Quantitative Pharmacology and Pharmacometrics, Merck & Co., Inc., Boston, Massachusetts, USA.
InSysBio, Moscow, Russia.
CPT Pharmacometrics Syst Pharmacol. 2022 Nov;11(11):1399-1429. doi: 10.1002/psp4.12852. Epub 2022 Aug 17.
Age-related central neurodegenerative diseases, such as Alzheimer's and Parkinson's disease, are a rising public health concern and have been plagued by repeated drug development failures. The complex nature and poor mechanistic understanding of the etiology of neurodegenerative diseases has hindered the discovery and development of effective disease-modifying therapeutics. Quantitative systems pharmacology models of neurodegeneration diseases may be useful tools to enhance the understanding of pharmacological intervention strategies and to reduce drug attrition rates. Due to the similarities in pathophysiological mechanisms across neurodegenerative diseases, especially at the cellular and molecular levels, we envision the possibility of structural components that are conserved across models of neurodegenerative diseases. Conserved structural submodels can be viewed as building blocks that are pieced together alongside unique disease components to construct quantitative systems pharmacology (QSP) models of neurodegenerative diseases. Model parameterization would likely be different between the different types of neurodegenerative diseases as well as individual patients. Formulating our mechanistic understanding of neurodegenerative pathophysiology as a mathematical model could aid in the identification and prioritization of drug targets and combinatorial treatment strategies, evaluate the role of patient characteristics on disease progression and therapeutic response, and serve as a central repository of knowledge. Here, we provide a background on neurodegenerative diseases, highlight hallmarks of neurodegeneration, and summarize previous QSP models of neurodegenerative diseases.

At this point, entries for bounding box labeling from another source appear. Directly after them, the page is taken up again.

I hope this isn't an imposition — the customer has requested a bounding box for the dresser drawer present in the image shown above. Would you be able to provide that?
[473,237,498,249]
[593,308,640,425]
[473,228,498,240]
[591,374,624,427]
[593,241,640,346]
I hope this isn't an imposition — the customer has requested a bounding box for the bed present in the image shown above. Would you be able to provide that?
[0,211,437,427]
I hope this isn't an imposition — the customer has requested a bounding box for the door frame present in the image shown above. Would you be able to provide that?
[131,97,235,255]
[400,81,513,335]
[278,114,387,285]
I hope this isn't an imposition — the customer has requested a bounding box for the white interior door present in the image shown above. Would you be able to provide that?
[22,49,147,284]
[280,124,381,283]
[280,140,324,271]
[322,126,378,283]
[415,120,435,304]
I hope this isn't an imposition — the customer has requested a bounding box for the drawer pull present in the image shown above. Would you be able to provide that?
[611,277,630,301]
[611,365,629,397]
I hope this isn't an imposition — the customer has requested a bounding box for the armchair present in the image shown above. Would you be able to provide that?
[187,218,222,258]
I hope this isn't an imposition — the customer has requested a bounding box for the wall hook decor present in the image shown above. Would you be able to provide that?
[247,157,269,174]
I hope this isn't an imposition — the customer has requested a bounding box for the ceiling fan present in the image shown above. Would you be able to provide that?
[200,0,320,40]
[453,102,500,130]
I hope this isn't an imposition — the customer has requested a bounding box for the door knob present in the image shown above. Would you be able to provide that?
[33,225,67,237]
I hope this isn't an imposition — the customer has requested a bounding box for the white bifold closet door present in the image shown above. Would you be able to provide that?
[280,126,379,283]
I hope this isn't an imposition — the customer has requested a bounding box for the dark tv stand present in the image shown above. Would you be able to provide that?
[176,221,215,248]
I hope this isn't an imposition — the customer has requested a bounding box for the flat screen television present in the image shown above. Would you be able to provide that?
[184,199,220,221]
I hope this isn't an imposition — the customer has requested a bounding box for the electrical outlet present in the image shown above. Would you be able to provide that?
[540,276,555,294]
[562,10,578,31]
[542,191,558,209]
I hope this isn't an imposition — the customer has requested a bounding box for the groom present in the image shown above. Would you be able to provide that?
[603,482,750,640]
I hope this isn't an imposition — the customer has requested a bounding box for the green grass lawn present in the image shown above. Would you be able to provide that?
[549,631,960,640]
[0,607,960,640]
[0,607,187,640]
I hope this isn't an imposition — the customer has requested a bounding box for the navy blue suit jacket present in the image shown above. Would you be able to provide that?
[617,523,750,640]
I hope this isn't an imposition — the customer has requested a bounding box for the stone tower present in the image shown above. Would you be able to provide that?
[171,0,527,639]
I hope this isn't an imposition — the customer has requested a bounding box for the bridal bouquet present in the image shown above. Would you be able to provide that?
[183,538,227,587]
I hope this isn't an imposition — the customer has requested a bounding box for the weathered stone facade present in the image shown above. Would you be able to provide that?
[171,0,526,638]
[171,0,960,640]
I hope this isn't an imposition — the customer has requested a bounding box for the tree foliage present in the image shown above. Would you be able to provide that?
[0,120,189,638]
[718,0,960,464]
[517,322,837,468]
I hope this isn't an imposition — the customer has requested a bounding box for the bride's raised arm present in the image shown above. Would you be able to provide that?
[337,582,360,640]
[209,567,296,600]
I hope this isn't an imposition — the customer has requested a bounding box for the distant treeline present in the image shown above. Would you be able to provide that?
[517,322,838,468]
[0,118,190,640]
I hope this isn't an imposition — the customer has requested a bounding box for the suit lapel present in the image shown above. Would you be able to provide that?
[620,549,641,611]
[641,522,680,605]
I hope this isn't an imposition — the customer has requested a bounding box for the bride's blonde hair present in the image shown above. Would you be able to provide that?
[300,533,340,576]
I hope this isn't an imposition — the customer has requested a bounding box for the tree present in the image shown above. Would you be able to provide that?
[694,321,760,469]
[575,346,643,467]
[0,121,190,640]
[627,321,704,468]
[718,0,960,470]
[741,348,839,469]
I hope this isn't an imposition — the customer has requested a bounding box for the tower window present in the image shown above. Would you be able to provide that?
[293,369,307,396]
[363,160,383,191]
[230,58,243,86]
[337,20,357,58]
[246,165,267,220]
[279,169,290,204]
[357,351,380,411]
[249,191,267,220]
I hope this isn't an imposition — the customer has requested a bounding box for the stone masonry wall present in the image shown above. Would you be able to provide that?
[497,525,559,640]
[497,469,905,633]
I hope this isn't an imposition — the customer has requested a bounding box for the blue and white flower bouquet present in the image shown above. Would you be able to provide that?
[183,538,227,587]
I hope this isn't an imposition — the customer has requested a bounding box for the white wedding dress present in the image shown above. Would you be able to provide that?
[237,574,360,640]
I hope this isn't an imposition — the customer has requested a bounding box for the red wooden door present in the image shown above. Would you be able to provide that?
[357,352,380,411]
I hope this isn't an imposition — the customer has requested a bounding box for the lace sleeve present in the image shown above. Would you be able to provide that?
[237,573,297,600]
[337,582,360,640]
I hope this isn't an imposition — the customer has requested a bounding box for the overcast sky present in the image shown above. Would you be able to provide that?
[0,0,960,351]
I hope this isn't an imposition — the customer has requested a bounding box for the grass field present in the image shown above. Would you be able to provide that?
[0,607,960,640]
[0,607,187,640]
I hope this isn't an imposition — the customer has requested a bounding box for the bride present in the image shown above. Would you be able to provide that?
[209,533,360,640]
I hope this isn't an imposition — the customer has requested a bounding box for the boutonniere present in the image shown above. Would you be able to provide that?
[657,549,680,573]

与年龄相关的中枢神经退行性疾病,如阿尔茨海默病和帕金森病,是一个日益严重的公共卫生问题,并且一直受到药物开发失败的困扰。神经退行性疾病病因的复杂性和对其机制的理解不足,阻碍了有效疾病修饰疗法的发现和开发。神经退行性疾病的定量系统药理学模型可能是增强对药理干预策略的理解和降低药物淘汰率的有用工具。由于神经退行性疾病在生理病理机制上存在相似性,特别是在细胞和分子水平上,我们设想在神经退行性疾病模型中存在保守的结构成分的可能性。保守的结构子模型可以被视为构建神经退行性疾病定量系统药理学(QSP)模型的积木,与独特的疾病成分一起拼接。模型参数化在不同类型的神经退行性疾病以及个体患者之间可能有所不同。将我们对神经退行性病理生理学的机制理解形式化成为一个数学模型,可以帮助确定和优先考虑药物靶点和组合治疗策略,评估患者特征对疾病进展和治疗反应的影响,并作为知识的中心存储库。在这里,我们提供了神经退行性疾病的背景知识,强调了神经退行性变的特征,并总结了以前的神经退行性疾病的 QSP 模型。